Before you call me crazy (some TSLA longs already assume I am crazy, so I don't take offense), please read my earlier Instablog entry where I discussed two long investments over several years in the sensor space.
That long idea (SWIR, INVN) is likely more sensible as a small addition for (tech-sector) retail portfolios. Small is even important for this idea:
When shorting (in general, not just the following stock), make sure you only trade small positions or use (put) options so you limit your risks - directly short-selling a stock in theory bears unlimited risks*.
With that said, my 2014 short-trade is HLF in case it trades up to near $100 or even crosses that psychological price barrier.
Yes, HLF. It's currently trading near $80 after a string of good news for the company: Legal news from Belgium, a successful re-audit from newly appointed PWC and many hedge fund managers (some of them having a personal feud history with Ackman) piling on the long side.
In addition, there are two specific risks for shorting HLF in the future:
1. A stock buy-back in 2014 (with likely more upside for the stock price), this is now much easier to accomplish following a re-audit with "no material changes" according to the company.
2. A complete going private (HLF already did this in the past before listing once again the NYSE)
Especially in scenario two, retail investors would lose money at once since they can't easily construct over-the-counter instruments (e.g. a default premium on the company debt or similar) once HLF is private.
My contrarian idea (again, only with a small position and play money) nevertheless is:
Short HLF in the $75-100 area and again with a second chunk if HLF crosses $100 substantially - and you still believe the pyramid scheme scenario is intact (i.e.
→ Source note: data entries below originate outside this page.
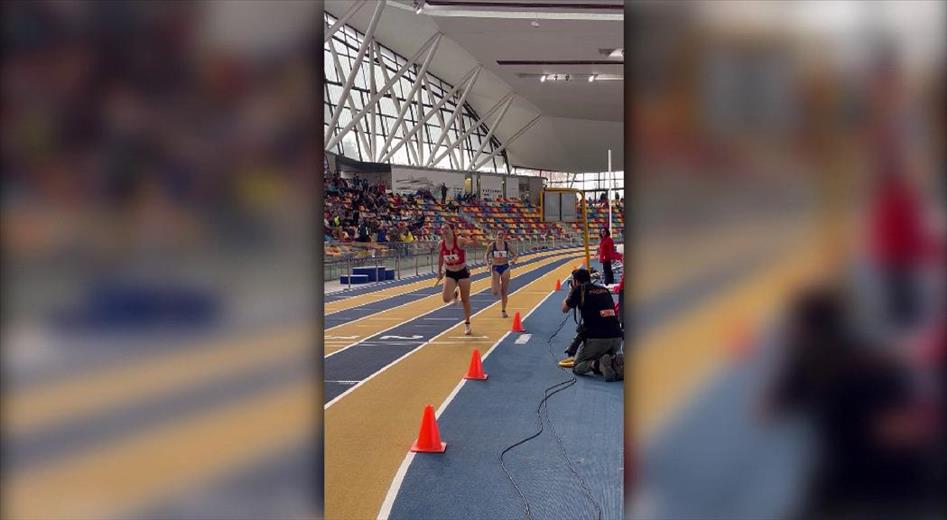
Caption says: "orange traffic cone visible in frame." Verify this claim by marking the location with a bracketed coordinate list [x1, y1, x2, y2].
[464, 349, 487, 381]
[411, 405, 447, 453]
[510, 311, 526, 332]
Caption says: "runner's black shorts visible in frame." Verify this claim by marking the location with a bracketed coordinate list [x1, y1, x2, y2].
[444, 267, 470, 282]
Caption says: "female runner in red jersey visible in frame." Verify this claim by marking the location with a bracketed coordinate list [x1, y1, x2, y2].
[437, 224, 474, 336]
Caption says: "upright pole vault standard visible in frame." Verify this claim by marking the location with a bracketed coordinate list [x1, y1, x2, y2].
[605, 148, 615, 236]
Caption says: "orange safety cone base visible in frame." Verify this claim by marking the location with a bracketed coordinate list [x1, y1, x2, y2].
[464, 349, 487, 381]
[411, 441, 447, 453]
[411, 405, 447, 453]
[510, 311, 526, 332]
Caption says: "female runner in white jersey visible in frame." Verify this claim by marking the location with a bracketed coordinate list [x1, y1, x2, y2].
[484, 229, 517, 318]
[437, 224, 474, 336]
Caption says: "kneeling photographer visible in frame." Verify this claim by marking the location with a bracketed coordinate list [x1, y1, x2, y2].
[562, 269, 624, 381]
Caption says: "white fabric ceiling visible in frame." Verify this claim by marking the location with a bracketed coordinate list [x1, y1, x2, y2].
[325, 0, 624, 172]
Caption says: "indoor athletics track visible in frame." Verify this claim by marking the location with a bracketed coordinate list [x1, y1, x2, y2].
[4, 213, 824, 519]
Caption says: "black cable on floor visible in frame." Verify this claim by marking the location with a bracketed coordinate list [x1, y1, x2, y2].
[499, 308, 602, 520]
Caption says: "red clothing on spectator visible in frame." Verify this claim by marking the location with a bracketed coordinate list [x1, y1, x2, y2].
[871, 176, 924, 267]
[598, 236, 616, 262]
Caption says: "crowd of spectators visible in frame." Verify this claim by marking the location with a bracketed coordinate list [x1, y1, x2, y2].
[323, 173, 436, 244]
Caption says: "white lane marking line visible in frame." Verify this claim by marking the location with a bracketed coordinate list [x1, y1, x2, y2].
[323, 262, 576, 410]
[378, 291, 556, 520]
[323, 252, 568, 358]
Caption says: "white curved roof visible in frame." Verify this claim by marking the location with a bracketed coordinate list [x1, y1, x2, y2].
[325, 0, 624, 172]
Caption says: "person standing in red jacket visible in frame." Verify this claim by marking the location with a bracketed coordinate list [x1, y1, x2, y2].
[598, 228, 617, 285]
[871, 172, 925, 327]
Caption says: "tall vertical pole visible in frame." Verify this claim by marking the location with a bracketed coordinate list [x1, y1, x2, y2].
[605, 148, 612, 236]
[579, 192, 592, 271]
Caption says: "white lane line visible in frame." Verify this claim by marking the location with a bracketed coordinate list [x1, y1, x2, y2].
[323, 261, 576, 410]
[378, 291, 556, 520]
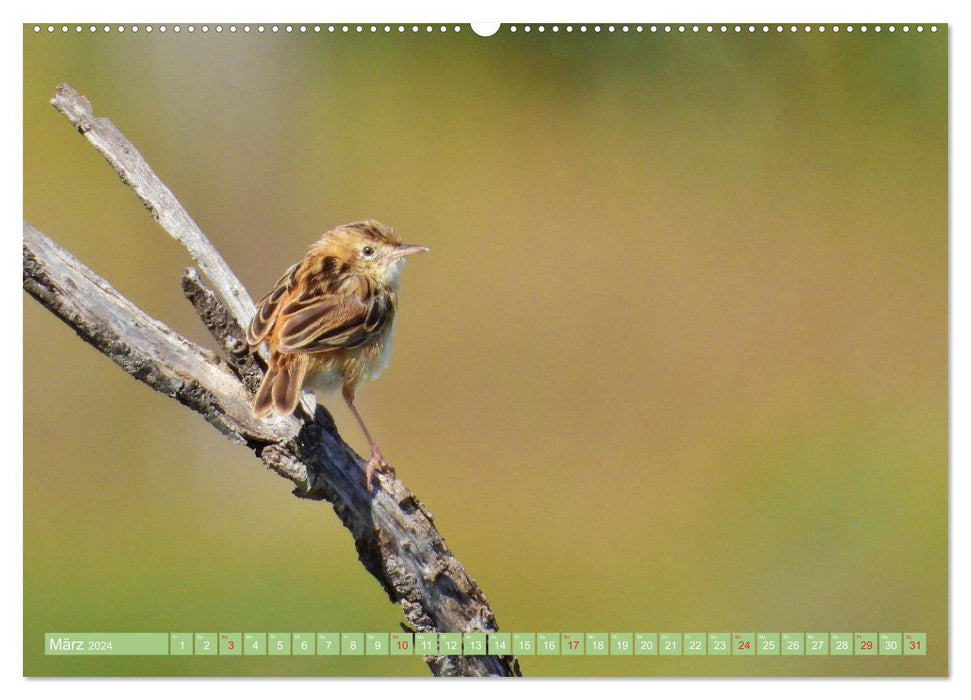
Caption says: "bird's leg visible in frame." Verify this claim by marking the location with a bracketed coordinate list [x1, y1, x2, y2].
[341, 384, 394, 493]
HLF doesn't change its business/payment model).
Why? I think Ackman's pyramid scheme thesis remains valid long-term and the stock already prices in most good news at $85 to $125**.
To sum up my short idea with a recent tweet from Herb Greenberg (one of the few CNBC people I like to listen to):
I like contrarian plays from time to time. Shorting HLF one year after Ackman's presentation may be such a trade since it's at all-time highs.
PS: Again, use play money only on this trade! Or options to limit risks.
* "Unlimited upside" is of course quite unrealistic - but there have been cases, most notably the botched merger/take-over between Volkswagen and Porsche a few years ago where a short squeeze led to spikes in stock prices of publicly traded companies with huge market caps.
** Ackman's long PDF presentations (the first in late 2012, the second in late 2013 which basically re-iterated the first with more details and real-life examples) can be found at a special HLF website he has set up:
Disclosure: I have no positions in any stocks mentioned, and no plans to initiate any positions within the next 72 hours.
Additional disclosure: I may go short HLF using options or other instruments over the coming weeks and months should the stock stay above $75 or rise further.